Mansfield Park review

Jane Austen's fourth novel is still an A-level favourite in schools, but it's rarely a hit with students, who struggle with its turgid prose and oddly unlikeable characters. Arty Canadian director Patricia Rozema has done a good job of dragging Austen's most serious work into the 21st century while keeping its integrity intact. She has brought out the background of slavery from between the novel's lines and emphasised the youth and burgeoning sexuality of the main characters. Her adaptation ditches the book's self-righteous, drippy Fanny and makes her a writer forged from elements of Austen's own letters. It's well-researched, funny and profound stuff.

Cast-wise, instead of simpering Paltrows and girlie Winslets, we get a full set of sturdy performances from actors who look like real people. No one except the divinely puckish Alessandro Nivola (Henry Crawford) merits special praise, and the only real problem here is that O'Connor and Miller have little on-screen chemistry.

Rozema is not interested in period clothes or manners: the camera work is anything but stuffy, the colours natural, the dilemmas contemporary and the dialogue witty as hell. If there is a flaw, it's that, instead of using the love-story genre restrictions as a crucible for invention, Rozema occasionally ignores them, and at times we're left feeling strangely cheated. Example: toward the end of the film, Fanny and Edmund share a delicious almost-kiss. Instead of then giving us an insight into their embarrassment, Rozema plunges directly into the "sewing everything up"' bit. Worse, she decides to make the grand finale tongue-in-cheek.

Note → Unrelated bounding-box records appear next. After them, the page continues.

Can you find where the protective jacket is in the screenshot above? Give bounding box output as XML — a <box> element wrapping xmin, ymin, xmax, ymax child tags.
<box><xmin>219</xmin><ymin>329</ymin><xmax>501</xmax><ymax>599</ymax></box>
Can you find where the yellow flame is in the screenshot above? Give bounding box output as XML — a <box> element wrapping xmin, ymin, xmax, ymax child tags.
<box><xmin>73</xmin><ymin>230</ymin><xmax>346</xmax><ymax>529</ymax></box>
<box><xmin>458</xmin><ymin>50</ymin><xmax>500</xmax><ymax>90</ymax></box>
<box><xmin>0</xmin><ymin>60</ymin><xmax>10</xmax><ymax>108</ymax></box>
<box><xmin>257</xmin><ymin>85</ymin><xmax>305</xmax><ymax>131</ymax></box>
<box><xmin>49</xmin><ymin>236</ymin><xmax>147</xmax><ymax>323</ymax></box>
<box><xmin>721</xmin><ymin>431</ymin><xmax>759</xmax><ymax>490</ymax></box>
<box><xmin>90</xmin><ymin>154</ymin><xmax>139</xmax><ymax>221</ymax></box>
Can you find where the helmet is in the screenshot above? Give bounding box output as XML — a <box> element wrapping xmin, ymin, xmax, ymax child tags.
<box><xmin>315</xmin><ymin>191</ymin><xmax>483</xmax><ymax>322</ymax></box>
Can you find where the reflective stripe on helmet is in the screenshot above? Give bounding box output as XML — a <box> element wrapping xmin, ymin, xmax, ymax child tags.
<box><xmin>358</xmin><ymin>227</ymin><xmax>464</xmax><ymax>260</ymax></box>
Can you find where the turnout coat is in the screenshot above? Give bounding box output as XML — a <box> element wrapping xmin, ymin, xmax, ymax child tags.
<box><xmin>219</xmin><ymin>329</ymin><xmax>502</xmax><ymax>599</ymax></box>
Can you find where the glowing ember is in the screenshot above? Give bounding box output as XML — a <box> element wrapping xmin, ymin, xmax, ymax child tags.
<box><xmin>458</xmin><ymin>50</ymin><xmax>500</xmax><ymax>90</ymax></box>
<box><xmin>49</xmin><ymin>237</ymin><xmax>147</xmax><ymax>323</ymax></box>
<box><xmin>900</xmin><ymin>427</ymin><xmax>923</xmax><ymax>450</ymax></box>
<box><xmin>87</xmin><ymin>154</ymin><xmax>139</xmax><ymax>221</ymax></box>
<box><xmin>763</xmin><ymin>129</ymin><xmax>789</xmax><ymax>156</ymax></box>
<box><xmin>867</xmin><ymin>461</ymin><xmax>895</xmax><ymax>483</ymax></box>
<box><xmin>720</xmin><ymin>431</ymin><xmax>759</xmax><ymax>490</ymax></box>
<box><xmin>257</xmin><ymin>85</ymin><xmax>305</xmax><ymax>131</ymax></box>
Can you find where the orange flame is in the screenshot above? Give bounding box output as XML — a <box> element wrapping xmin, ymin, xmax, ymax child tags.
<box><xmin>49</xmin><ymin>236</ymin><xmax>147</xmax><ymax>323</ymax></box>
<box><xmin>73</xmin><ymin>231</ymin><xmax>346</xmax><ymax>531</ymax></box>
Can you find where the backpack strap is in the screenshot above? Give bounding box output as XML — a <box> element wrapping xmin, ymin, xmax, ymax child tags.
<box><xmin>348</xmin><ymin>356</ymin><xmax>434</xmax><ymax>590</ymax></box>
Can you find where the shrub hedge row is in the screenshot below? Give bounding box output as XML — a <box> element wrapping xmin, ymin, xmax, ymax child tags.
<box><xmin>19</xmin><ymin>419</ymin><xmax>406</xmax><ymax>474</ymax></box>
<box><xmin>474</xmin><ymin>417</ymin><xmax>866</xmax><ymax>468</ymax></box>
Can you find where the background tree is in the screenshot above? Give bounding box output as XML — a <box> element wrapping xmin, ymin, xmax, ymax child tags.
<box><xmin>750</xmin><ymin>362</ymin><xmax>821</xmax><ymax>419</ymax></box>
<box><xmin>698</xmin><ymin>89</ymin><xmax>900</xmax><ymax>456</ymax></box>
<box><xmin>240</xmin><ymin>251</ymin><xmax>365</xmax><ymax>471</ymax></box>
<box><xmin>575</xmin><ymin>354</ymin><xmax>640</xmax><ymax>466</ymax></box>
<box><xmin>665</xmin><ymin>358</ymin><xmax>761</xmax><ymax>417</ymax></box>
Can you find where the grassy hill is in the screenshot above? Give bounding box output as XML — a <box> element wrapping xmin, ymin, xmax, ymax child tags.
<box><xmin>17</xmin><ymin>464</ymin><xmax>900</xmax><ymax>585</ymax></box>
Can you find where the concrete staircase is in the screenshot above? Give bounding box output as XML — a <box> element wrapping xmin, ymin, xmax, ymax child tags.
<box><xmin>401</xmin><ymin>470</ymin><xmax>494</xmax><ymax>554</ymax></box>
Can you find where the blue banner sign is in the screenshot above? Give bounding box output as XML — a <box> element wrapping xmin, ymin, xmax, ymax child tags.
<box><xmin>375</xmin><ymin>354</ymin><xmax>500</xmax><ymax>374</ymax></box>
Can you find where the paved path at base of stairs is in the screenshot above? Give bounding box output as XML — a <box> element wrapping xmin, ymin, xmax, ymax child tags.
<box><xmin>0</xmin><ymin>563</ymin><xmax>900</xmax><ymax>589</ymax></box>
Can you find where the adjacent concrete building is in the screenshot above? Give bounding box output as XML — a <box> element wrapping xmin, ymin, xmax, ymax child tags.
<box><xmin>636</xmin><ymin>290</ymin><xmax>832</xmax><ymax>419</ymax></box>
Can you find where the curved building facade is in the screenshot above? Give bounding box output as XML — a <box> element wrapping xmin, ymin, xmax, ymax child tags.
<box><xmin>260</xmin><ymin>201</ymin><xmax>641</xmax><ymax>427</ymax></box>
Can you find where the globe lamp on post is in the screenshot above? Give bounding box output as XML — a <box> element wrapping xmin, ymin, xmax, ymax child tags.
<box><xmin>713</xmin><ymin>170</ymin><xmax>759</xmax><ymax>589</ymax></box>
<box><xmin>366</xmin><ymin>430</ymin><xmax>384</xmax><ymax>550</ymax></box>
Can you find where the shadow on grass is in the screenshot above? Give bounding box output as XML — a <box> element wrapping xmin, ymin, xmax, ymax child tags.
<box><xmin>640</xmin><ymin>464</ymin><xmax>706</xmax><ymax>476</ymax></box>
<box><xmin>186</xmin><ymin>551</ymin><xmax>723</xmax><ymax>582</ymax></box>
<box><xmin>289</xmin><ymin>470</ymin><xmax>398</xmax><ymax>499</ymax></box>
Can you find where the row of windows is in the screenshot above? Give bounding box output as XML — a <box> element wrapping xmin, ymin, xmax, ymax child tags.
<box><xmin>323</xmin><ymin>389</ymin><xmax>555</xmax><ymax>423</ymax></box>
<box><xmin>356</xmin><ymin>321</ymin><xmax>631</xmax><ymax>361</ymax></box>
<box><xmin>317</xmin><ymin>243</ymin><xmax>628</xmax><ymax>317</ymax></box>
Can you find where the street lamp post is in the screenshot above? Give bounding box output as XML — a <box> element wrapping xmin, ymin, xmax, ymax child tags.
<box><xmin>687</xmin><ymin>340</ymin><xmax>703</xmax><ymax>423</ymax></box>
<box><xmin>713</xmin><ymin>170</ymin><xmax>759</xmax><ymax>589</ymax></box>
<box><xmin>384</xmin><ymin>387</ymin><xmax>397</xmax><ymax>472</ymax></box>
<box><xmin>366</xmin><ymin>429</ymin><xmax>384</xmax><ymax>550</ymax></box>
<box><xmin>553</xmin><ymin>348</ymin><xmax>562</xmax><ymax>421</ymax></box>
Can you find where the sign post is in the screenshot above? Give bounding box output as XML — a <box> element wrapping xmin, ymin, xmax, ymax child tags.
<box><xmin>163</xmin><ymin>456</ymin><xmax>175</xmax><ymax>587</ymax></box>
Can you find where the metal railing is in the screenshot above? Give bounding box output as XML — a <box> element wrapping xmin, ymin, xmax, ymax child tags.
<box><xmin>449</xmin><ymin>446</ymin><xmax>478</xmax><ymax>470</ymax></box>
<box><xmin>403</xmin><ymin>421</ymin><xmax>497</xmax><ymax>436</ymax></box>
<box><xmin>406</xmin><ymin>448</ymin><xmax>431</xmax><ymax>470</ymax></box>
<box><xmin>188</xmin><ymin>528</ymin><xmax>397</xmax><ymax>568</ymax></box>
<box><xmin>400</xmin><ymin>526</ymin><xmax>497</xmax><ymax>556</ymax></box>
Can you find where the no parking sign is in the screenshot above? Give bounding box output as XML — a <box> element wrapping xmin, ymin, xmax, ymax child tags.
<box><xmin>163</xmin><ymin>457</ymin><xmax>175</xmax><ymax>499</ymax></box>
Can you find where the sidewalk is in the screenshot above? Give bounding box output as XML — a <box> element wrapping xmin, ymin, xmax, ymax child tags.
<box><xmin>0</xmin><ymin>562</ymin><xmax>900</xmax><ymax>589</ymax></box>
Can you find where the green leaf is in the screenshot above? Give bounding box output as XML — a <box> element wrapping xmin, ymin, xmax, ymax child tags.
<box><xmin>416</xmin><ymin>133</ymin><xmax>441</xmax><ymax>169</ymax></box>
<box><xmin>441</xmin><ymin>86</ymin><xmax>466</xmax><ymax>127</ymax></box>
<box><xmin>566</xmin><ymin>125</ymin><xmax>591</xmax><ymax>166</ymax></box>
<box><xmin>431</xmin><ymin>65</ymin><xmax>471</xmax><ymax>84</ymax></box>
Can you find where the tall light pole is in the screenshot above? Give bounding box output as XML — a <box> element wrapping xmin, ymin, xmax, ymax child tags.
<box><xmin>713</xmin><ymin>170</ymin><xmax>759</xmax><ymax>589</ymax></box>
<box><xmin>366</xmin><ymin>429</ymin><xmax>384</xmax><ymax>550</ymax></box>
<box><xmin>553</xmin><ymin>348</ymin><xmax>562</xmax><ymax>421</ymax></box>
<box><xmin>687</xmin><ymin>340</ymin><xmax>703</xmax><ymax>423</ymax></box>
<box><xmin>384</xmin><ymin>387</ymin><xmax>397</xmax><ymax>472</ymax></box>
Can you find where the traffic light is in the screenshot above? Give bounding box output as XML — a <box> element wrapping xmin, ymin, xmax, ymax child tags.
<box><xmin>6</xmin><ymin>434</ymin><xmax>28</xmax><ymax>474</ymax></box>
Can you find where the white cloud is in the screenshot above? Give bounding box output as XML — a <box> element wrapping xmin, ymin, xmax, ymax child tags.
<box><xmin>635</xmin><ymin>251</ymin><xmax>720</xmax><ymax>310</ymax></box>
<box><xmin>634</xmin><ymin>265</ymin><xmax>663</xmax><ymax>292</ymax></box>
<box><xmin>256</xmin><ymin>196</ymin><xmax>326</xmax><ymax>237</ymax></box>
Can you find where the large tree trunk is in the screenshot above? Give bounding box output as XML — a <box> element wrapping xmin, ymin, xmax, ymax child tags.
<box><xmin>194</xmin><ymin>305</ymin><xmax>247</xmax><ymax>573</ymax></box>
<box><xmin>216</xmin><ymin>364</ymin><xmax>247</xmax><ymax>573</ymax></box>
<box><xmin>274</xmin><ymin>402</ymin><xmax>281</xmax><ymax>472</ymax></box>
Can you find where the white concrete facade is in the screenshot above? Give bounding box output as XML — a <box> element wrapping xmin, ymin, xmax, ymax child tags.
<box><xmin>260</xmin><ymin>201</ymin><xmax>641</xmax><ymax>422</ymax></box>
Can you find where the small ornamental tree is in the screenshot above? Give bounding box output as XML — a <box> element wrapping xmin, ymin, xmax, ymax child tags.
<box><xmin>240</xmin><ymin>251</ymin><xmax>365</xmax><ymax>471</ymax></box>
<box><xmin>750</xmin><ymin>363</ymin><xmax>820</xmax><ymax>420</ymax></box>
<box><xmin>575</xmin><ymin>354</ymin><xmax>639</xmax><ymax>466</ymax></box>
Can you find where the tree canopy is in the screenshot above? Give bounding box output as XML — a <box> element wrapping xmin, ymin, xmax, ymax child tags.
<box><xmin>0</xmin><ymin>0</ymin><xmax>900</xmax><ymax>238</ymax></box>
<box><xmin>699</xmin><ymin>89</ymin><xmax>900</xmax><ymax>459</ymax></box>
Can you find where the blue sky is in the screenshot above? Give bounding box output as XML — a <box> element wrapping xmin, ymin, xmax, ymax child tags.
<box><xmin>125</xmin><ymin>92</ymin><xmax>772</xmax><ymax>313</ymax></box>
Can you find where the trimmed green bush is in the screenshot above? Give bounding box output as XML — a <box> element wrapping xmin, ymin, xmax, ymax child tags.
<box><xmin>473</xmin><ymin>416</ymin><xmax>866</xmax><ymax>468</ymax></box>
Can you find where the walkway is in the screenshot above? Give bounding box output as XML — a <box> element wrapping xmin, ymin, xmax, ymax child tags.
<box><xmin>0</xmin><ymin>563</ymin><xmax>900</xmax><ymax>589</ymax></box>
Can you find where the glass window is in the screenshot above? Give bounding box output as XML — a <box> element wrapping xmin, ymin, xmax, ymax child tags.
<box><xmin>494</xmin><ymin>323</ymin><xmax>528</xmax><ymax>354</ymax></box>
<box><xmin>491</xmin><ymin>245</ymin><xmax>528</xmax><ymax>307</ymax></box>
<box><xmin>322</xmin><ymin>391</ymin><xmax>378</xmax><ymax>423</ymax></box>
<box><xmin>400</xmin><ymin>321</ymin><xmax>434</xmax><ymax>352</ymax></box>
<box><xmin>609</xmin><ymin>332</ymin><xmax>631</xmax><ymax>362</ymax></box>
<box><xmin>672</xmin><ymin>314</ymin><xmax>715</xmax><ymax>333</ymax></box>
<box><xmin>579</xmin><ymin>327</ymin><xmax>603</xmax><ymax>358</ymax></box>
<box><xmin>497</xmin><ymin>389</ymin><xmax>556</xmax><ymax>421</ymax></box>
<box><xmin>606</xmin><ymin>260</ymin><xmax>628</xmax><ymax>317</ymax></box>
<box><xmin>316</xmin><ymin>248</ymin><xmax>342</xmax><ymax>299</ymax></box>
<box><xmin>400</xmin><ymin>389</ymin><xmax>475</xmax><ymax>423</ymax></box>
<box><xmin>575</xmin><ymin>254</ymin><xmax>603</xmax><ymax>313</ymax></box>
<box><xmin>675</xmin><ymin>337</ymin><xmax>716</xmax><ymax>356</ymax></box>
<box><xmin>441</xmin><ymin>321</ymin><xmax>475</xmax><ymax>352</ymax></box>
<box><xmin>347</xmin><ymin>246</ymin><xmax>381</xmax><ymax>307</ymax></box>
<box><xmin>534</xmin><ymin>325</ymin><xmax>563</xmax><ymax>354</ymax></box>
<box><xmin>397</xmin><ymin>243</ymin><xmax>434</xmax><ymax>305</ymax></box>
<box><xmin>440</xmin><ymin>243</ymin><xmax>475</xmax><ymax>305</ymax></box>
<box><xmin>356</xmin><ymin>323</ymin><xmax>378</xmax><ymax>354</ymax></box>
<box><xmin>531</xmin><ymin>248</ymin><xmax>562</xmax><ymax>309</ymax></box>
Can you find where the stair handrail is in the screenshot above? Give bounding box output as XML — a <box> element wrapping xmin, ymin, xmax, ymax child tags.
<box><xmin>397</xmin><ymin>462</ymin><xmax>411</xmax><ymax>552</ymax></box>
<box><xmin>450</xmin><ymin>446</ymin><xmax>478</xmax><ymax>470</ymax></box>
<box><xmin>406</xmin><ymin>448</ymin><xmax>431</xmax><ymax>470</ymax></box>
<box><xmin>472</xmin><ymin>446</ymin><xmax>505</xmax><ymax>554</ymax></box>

Rozema knows we know they're going to get together, but instead of going with the pull of the romance she decides to give Fanny an irritating voice-over and a cat's-got-the-cream grin that completely undercuts the pay-off. We're supposed to believe that Fanny spent her adolescence gagging for her cousin but it just doesn't wash. The result of all this is that, as entertainment, Mansfield Park is enjoyable. But at times it's not sure if it wants to be grand romance, comedy of manners or social comment.

The most boring Austen novel gets a zippy new look for the cinema. It's smart, funny and occasionally poignant. But don't expect the joyful abandon of Sense And Sensibility: this is an altogether more complicated beast.